Food In Canada

Pair the unexpected

By Food in Canada Staff   

Food Trends Research & Development sweet and savoury

Potato chip cookies anyone? How about a ham-and-cheese cake with whipped cream? These are just a couple of recipes that combine sweet and savoury flavours. Mixing sweet with savour, is nothing new – consider peanut butter cookies, or ham and pineapple – but it’s now resurfacing in sometimes unexpected ways.
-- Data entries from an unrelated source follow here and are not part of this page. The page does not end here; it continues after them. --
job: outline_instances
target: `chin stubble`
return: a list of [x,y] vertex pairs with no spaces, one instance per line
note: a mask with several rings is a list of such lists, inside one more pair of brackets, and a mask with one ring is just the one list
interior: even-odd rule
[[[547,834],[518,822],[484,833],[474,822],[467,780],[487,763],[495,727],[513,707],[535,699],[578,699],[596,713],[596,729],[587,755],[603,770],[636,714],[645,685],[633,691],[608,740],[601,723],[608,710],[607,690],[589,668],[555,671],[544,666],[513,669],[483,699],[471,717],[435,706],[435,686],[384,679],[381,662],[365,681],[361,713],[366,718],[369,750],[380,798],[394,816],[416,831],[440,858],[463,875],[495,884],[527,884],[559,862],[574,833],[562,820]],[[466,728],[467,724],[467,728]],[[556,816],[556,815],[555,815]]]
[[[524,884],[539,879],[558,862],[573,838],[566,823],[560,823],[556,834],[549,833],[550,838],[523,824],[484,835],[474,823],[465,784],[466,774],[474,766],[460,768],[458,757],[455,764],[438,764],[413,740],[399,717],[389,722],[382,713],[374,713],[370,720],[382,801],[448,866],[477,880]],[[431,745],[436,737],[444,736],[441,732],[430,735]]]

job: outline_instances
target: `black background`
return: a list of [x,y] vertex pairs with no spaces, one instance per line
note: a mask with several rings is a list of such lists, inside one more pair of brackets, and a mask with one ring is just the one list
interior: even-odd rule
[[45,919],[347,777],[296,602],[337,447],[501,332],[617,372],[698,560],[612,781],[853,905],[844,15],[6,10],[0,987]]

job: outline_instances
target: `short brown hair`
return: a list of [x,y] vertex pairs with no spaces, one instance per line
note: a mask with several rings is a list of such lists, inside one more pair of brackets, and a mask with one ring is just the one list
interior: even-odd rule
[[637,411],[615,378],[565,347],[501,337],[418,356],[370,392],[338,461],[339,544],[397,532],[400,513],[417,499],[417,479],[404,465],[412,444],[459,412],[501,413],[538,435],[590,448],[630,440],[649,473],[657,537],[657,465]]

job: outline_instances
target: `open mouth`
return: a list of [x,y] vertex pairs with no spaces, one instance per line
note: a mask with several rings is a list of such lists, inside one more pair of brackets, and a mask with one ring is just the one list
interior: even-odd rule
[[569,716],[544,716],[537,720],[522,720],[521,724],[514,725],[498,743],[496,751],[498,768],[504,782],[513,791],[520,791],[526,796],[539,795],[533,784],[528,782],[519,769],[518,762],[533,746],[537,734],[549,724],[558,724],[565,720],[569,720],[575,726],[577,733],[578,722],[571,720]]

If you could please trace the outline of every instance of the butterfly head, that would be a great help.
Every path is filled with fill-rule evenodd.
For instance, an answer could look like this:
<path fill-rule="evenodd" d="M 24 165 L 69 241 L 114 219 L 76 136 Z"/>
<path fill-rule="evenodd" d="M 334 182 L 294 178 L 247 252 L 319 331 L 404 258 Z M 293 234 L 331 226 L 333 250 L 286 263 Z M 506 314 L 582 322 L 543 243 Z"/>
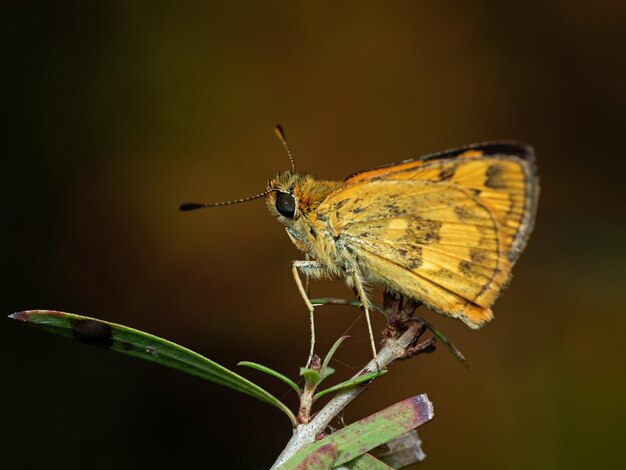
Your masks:
<path fill-rule="evenodd" d="M 279 173 L 267 183 L 265 203 L 270 213 L 287 226 L 292 225 L 299 217 L 298 200 L 300 196 L 300 176 L 292 171 Z"/>

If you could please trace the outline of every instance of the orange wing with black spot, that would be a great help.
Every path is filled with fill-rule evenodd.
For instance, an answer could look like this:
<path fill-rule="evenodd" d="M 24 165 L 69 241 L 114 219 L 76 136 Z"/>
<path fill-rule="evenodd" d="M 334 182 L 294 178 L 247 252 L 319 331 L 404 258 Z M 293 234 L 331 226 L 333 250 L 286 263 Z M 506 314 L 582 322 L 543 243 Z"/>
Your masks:
<path fill-rule="evenodd" d="M 352 175 L 318 213 L 370 280 L 478 328 L 493 318 L 537 196 L 532 149 L 487 143 Z"/>

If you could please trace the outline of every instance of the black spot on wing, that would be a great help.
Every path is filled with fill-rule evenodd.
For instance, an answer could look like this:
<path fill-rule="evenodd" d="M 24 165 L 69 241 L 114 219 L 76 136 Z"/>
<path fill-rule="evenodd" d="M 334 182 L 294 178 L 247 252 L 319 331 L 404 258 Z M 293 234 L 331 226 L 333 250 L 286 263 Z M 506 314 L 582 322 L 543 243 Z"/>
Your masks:
<path fill-rule="evenodd" d="M 383 208 L 386 210 L 388 217 L 397 217 L 406 213 L 405 210 L 402 210 L 400 208 L 397 202 L 390 202 L 388 204 L 385 204 Z"/>
<path fill-rule="evenodd" d="M 411 250 L 401 248 L 396 253 L 402 259 L 402 264 L 411 270 L 419 268 L 424 263 L 421 246 L 414 246 Z"/>
<path fill-rule="evenodd" d="M 456 165 L 446 165 L 439 171 L 439 181 L 447 181 L 454 176 Z"/>
<path fill-rule="evenodd" d="M 491 189 L 506 189 L 504 168 L 498 163 L 489 165 L 485 173 L 485 186 Z"/>
<path fill-rule="evenodd" d="M 470 259 L 473 263 L 483 264 L 487 261 L 487 256 L 483 250 L 478 250 L 476 248 L 472 248 L 470 250 Z"/>
<path fill-rule="evenodd" d="M 407 241 L 423 244 L 438 242 L 441 225 L 442 223 L 436 220 L 419 218 L 412 227 L 407 229 L 407 235 L 404 238 Z"/>
<path fill-rule="evenodd" d="M 349 199 L 342 199 L 341 201 L 337 201 L 333 204 L 333 210 L 341 209 L 343 206 L 347 204 Z"/>
<path fill-rule="evenodd" d="M 454 214 L 461 221 L 467 221 L 467 220 L 472 219 L 474 217 L 473 212 L 470 209 L 468 209 L 467 207 L 463 207 L 463 206 L 455 206 Z"/>
<path fill-rule="evenodd" d="M 461 261 L 459 263 L 459 271 L 466 277 L 472 275 L 472 264 L 469 261 Z"/>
Recently Georgia-based GSB Flavor Creators launched a new line of fusion flavours called Get Shuffled, Baby. One new flavour, Tommango, combines tomato and mango, while others include Prickly Pear and Peanut, Prickly Pear and Sesame, and Kaffir Lime and Kudzu (a vine whose taste is likened to mustard greens.) “Fusion flavours have been around a long, long time, like strawberry-banana,” explains Olivia Noland, marketing manager at GSB. What’s happening now, she says, is “just the urge to go out and find something new, exotic, never done before and unusual.”

Here are more international sweet and savoury combinations from New York-based Productscan Online:

– The gourmet line Nordisk includes Gherkins with Cascade Hops.
– Knipschildt Chocolatier offers its Burnt Caramel & Hawaiian Sea Salt Chocopologie Bar.
– Luxlait Association Agricole produces Coco Curry (coconut curry) and Roquefort ice cream, and its sorbets include Black Olive, Peppered Mango, Wasabi and Wild Thyme.
– Dr. Quendt Backwaren GmbH manufactures a line of cookie clusters that includes the flavour apple and Jerusalem artichoke.
– Confiserie Coppeneur et Compagnon GmbH offers a wasabi and seaweed chocolate bar.